Beranda | Artikel
Benarkah Imam As-Syafii Bertabarruk(Ngalap Berkah) Dengan Kubur Imam Abu Hanifah?
Senin, 27 September 2010

Pertanyaan : Benarkah atsar yang diriwayatkan oleh Al-Khothiib Al-Baghdaadi bahwasanya Imam As-Syafi’i sering bertabarruk dengan kuburan Imam Abu Hanifah?.

Jawab:

Atsar tersebut sebagai berikut :

Berkata Al-Khothiib Al-Bagdaadi –rahimahullah-

أخبرنا القاضي أبو عبد الله الحسين بن علي بن محمد الصيمري قال أنبأنا عمر بن إبراهيم المقرئ قال نبأنا مكرم بن أحمد قال نبأنا عمر بن إسحاق بن إبراهيم قال نبأنا علي بن ميمون قال سمعت الشافعي يقول : إِنِّي لأَتَبَرَّكُ بِأَبِي حَنِيْفَةَ وَأَجِيْءُ إِلَى قَبْرِهِ فِي كُلِّ يَوْمٍ يَعْنِي زَائِرًا فَإِذَا عَرَضَتْ لِي حَاجَةٌ صَلَّيْتُ رَكْعَتَيْنِ وَجِئْتُ إِلَى قَبْرِهِ وَسَأَلْتُ اللهَ تَعَالَى الْحَاجَةَ عِنْدَهُ فَمَا تَبْعُدُ عَنِّي حَتَّى تُقْضَى

“Al-Qodhi Abu Abdillah Al-Husain bin Ali bin Muhammad Ashoimari telah mengabarkan kepada kami, ia berkata : Umar bin Ibrahim Al-Muqri’ telah mengabarkan kepada kami, ia berkata : Mukrim bin Ahmad telah mengabarkan kepada kami, ia berkata : Umar bin Ishaq bin Ibrahim telah mengabarkan kepada kami, ia berkata : Ali bin Maymuun telah mengabarkan kepada kami, ia berkata : Aku mendengar As-Syafi’i berkata : “Sungguh aku bertabarruk dengan Abu Hanifah, dan aku mendatangi kuburannya setiap hari yaitu aku menziarahi kuburannya. Jika aku mempunyai suatu hajat maka akupun sholat dua raka’at dan aku mendatangi kuburannya dan aku meminta hajatku kepada Allah di sisi kuburannya maka tidak lama kemudian hajatku itu terpenuhi” (Taariikh Baghdaad 1/445)

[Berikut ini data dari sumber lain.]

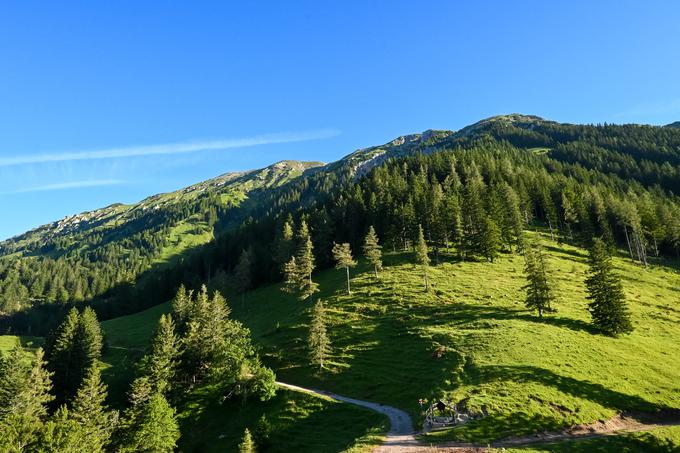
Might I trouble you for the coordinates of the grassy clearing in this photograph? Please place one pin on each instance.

Kisah ini adalah kisah yang batil dan dusta terhadap Imam As-Syafii dari beberapa sisi:

Pertama : Atsar atau kisah ini sudah dijelaskan oleh para ulama hadits bahwasanya atsar atau kisah ini adalah kisah yang dusta dan tidak benar.

Syaikh Al-Albani berkata :

“Ini merupakan riwayat yang lemah bahkan batil, karena Umar bin Ishaaq bin Ibrahim tidaklah dikenal, dan sama sekali tidak ada penyebutannya di buku-buku biografi para rawi. Dan ada kemungkinan bahwasanya ia adalah ‘Amr (bukan Umar) bin Ishaq bin Ibrahim bin Humaid bin As-Sakan Abu Muhammad At-Tunisi. Al-Khothiib Al-Baghdaadi telah menyebutkan biografinya dalam taarikh Baghdad 12/226 dan Al-Khothiib menyebutkan bahwasanya ‘Amr bin Ishaaq adalah seroang dari Bukharo kemudian mendatangi kota Baghdad dalam rangka berhaji pada tahun 341 H. Dan Al-Khothiib tidak menyebutkan tentang kedudukan orang ini baik secara jarh maupun ta’diil. Maka hukum orang ini adalah majhuul al-haal.

Dan kemungkinan juga yang dimaksud dengan Umar bukanlah ‘Amr, karena gurunya yaitu Ali bin Maymuun wafat tahun 247 menurut mayoritas pendapat. Maka antara wafat keduanya sekitar seratus tahun, maka kemungkinan jauh kalau ia sempat bertemu gurunya tersebut” (Silsilah Al-Ahaadiits Ad-Do’iifah wal Maudluu’ah 1/78, lihat juga penjelasan Al-Mu’allimi dalam kitabnya At-Tankiil 1/58-60)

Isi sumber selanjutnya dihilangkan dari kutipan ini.